“All ready, Ephy?”
“Yas’r—yas’r.”
“Then we’re off.”
The big Ajax started without a jar and moved almost noiselessly off down the road. The engine ran so smoothly that it was hard to imagine anything but an electric motor was driving the machine.
Gerald knew Baltimore and its environs by heart. He did not enter the city immediately, however, but kept to the fine country roads which lay just outside.
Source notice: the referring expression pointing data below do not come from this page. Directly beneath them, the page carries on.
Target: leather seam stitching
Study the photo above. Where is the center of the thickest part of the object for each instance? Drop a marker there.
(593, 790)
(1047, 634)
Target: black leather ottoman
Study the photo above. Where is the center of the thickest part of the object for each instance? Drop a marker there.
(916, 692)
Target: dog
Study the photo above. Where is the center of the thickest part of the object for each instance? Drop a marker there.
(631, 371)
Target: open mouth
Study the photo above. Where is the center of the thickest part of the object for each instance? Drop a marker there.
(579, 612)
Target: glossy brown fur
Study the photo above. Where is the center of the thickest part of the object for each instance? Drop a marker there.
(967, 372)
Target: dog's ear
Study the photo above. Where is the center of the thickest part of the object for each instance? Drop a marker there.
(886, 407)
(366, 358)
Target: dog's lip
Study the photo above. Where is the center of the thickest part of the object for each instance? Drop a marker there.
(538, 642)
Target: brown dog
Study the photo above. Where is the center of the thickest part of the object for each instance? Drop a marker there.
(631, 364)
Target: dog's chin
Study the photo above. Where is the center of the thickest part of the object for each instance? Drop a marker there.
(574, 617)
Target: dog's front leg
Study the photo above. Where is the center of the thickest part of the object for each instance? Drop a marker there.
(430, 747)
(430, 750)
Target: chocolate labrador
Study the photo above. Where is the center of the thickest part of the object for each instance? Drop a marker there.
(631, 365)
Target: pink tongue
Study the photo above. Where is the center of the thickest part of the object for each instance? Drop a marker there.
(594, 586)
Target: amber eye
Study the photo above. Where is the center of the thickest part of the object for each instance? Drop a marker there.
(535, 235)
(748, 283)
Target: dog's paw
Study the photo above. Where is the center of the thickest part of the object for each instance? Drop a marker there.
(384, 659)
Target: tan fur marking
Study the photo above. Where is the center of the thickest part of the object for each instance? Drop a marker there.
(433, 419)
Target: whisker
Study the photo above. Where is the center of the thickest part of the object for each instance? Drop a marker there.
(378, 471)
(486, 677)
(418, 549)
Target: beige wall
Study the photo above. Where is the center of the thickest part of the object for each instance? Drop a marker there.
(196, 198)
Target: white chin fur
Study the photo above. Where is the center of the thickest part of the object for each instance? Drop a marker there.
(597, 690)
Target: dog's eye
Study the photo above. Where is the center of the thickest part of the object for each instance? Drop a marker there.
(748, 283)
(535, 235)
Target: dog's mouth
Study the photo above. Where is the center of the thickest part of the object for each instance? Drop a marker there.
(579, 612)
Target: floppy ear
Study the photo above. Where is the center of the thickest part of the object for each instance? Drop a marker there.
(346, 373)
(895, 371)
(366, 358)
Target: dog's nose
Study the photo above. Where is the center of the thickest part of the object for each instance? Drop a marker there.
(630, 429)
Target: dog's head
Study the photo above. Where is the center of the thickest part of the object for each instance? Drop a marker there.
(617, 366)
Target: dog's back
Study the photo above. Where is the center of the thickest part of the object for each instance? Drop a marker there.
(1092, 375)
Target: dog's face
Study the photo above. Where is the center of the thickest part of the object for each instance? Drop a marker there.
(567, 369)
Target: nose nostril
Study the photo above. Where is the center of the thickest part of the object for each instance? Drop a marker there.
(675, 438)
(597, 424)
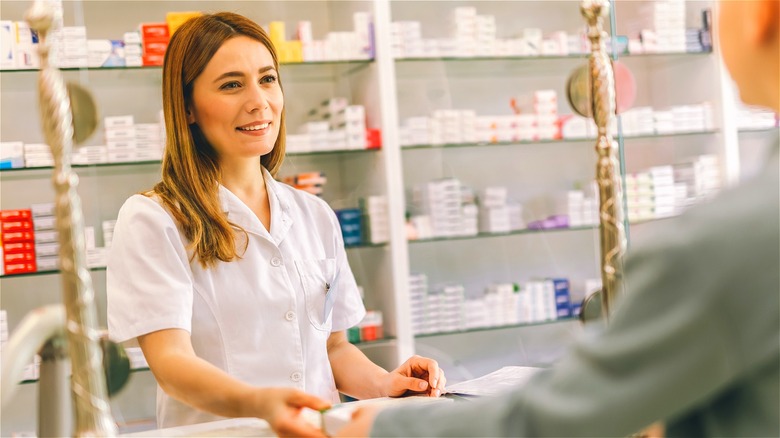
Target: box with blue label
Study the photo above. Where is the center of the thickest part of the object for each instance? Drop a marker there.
(351, 228)
(562, 297)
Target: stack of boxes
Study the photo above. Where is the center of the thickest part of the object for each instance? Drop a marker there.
(501, 302)
(700, 176)
(108, 232)
(154, 40)
(31, 241)
(47, 245)
(663, 191)
(11, 155)
(495, 214)
(31, 371)
(755, 118)
(446, 309)
(368, 329)
(337, 46)
(418, 290)
(351, 229)
(581, 210)
(127, 141)
(38, 155)
(69, 47)
(441, 201)
(20, 45)
(375, 214)
(18, 238)
(473, 35)
(312, 182)
(333, 125)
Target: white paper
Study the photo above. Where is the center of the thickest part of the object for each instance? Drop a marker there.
(494, 383)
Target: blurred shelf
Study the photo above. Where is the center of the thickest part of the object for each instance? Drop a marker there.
(150, 68)
(367, 245)
(39, 273)
(144, 163)
(103, 268)
(134, 370)
(759, 130)
(511, 233)
(375, 343)
(578, 56)
(494, 328)
(562, 140)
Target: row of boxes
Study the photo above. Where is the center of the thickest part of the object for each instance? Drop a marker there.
(664, 191)
(447, 308)
(30, 241)
(447, 208)
(336, 46)
(539, 121)
(474, 35)
(311, 182)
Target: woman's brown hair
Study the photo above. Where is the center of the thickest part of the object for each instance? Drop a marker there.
(190, 170)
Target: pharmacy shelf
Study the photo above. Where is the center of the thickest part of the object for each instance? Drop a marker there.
(554, 141)
(284, 64)
(759, 130)
(511, 233)
(378, 342)
(578, 56)
(133, 370)
(103, 268)
(145, 163)
(51, 272)
(493, 328)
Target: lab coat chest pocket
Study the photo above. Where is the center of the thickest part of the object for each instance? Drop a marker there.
(317, 279)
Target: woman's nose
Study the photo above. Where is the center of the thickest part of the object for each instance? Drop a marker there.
(256, 98)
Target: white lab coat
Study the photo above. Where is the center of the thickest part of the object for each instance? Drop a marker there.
(264, 318)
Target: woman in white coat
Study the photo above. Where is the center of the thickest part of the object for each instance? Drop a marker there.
(237, 287)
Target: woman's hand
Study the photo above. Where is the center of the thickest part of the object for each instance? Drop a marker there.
(282, 407)
(418, 375)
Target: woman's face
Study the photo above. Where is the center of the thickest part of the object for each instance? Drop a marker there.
(237, 101)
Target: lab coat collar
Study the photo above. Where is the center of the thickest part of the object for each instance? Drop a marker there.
(241, 215)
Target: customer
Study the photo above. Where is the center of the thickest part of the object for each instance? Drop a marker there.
(695, 341)
(237, 287)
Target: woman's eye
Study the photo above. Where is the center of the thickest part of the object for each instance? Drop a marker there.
(230, 86)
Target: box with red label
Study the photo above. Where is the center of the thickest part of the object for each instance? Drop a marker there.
(373, 138)
(19, 236)
(19, 268)
(153, 60)
(14, 247)
(18, 257)
(15, 215)
(16, 226)
(154, 32)
(155, 47)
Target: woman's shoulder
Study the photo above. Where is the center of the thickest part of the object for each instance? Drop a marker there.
(302, 198)
(144, 206)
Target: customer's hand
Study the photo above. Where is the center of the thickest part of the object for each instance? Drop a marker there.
(282, 407)
(418, 375)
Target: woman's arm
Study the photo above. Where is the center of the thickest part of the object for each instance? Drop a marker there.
(358, 377)
(192, 380)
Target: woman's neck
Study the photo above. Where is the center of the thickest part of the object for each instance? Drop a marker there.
(244, 179)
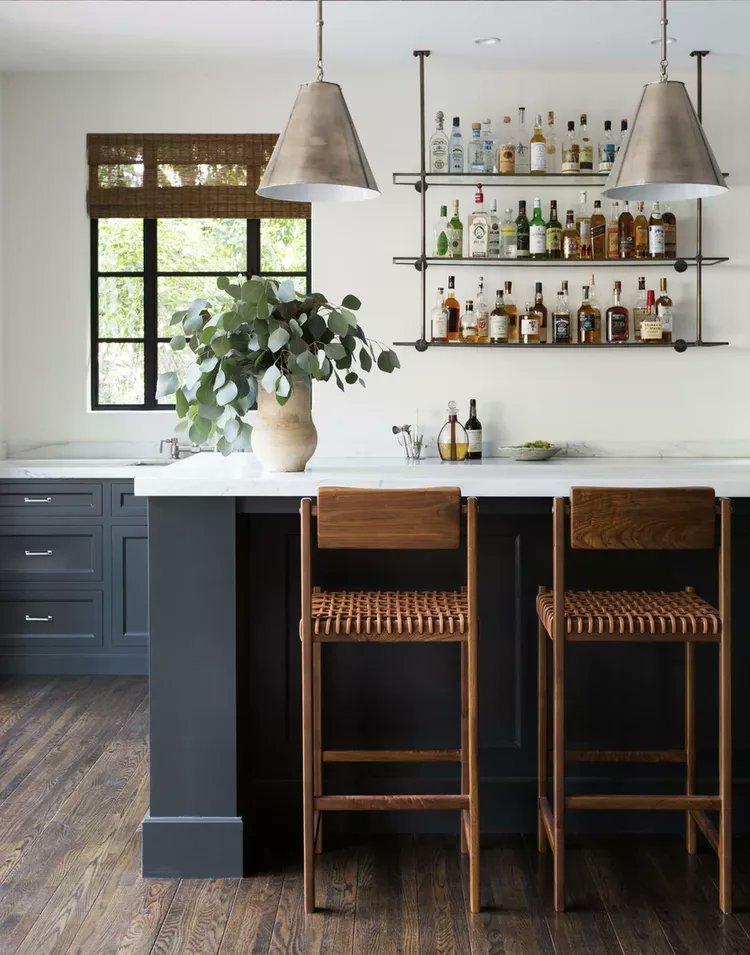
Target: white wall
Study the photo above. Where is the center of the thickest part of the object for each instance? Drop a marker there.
(597, 396)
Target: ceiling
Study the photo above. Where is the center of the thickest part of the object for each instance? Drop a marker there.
(172, 34)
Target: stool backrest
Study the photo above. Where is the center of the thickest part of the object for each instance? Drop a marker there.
(603, 518)
(384, 519)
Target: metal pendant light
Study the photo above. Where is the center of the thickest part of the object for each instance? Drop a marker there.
(318, 157)
(666, 156)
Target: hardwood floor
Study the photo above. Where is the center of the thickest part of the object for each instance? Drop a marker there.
(74, 788)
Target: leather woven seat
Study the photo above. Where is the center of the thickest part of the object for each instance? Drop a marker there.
(632, 613)
(383, 614)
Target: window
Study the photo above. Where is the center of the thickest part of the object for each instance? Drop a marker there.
(143, 270)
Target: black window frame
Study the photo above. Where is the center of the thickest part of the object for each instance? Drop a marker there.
(150, 275)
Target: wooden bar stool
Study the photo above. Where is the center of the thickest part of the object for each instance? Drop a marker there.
(637, 519)
(361, 519)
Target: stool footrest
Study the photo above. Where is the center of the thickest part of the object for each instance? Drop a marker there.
(391, 802)
(391, 755)
(622, 801)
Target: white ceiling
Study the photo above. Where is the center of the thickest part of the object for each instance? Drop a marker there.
(170, 34)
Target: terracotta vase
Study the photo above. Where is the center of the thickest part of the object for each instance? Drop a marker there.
(284, 436)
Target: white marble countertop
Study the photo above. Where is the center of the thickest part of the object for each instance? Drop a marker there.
(240, 475)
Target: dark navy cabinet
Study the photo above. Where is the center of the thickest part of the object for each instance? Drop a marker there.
(73, 577)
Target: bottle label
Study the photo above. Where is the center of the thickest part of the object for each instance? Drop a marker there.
(538, 157)
(537, 234)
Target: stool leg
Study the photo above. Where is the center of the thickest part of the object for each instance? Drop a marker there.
(690, 827)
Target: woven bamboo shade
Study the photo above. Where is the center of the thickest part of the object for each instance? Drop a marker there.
(184, 176)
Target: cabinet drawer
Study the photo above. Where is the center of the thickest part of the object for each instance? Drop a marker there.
(50, 553)
(51, 618)
(63, 499)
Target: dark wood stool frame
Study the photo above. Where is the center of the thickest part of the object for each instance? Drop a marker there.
(354, 518)
(637, 519)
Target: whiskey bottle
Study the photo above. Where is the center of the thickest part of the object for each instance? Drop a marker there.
(618, 319)
(538, 149)
(626, 232)
(439, 320)
(537, 233)
(439, 146)
(553, 236)
(571, 238)
(598, 232)
(499, 321)
(474, 433)
(561, 321)
(571, 159)
(586, 154)
(522, 231)
(589, 321)
(640, 231)
(664, 311)
(655, 233)
(454, 311)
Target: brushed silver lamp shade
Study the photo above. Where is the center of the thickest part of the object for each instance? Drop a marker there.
(318, 157)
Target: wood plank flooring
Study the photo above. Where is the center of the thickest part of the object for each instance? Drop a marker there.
(74, 788)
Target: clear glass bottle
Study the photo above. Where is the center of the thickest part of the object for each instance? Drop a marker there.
(439, 146)
(453, 442)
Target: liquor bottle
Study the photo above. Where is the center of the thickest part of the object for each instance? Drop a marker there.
(474, 432)
(664, 310)
(640, 231)
(479, 227)
(618, 319)
(440, 233)
(529, 332)
(583, 226)
(522, 145)
(613, 232)
(571, 157)
(598, 232)
(561, 321)
(651, 327)
(512, 310)
(506, 151)
(456, 148)
(553, 238)
(499, 323)
(439, 146)
(522, 231)
(469, 329)
(439, 320)
(655, 233)
(589, 321)
(494, 243)
(552, 163)
(626, 232)
(670, 233)
(537, 233)
(606, 149)
(453, 442)
(509, 236)
(640, 312)
(455, 234)
(482, 313)
(586, 154)
(454, 311)
(571, 238)
(538, 149)
(541, 309)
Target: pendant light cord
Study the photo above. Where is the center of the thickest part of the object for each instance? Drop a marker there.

When a level stretch was reached once, he put her on the high speed, and Jim and Ephraim traveled for a few moments at a pace neither had ever experienced before—even on a railroad train.
Finally, slowing down, Gerald said:
“Now I’ll change places with you, Jim, and you shall run the car.”
The change was quickly effected, Jim being eager to feel the big steering wheel in his grasp, his feet on the pedals in front, with the single thought in his mind that the Ajax was run and controlled by his hand alone.
Gerald explained the points of starting, showing him the three speeds forward and the reverse; how to regulate his spark so as to keep the motor from knocking, especially on heavy grades; then how to advance the spark where the pull was slight, so as to make the motor work cooler and to use less gasoline.
Jim admired Gerald’s thorough knowledge of the car. It showed a side to the boy’s nature that Jim had not suspected—in fact, the Gerald Blank who owned this auto was hardly the same boy who had caused so much dissension on the houseboat the summer before.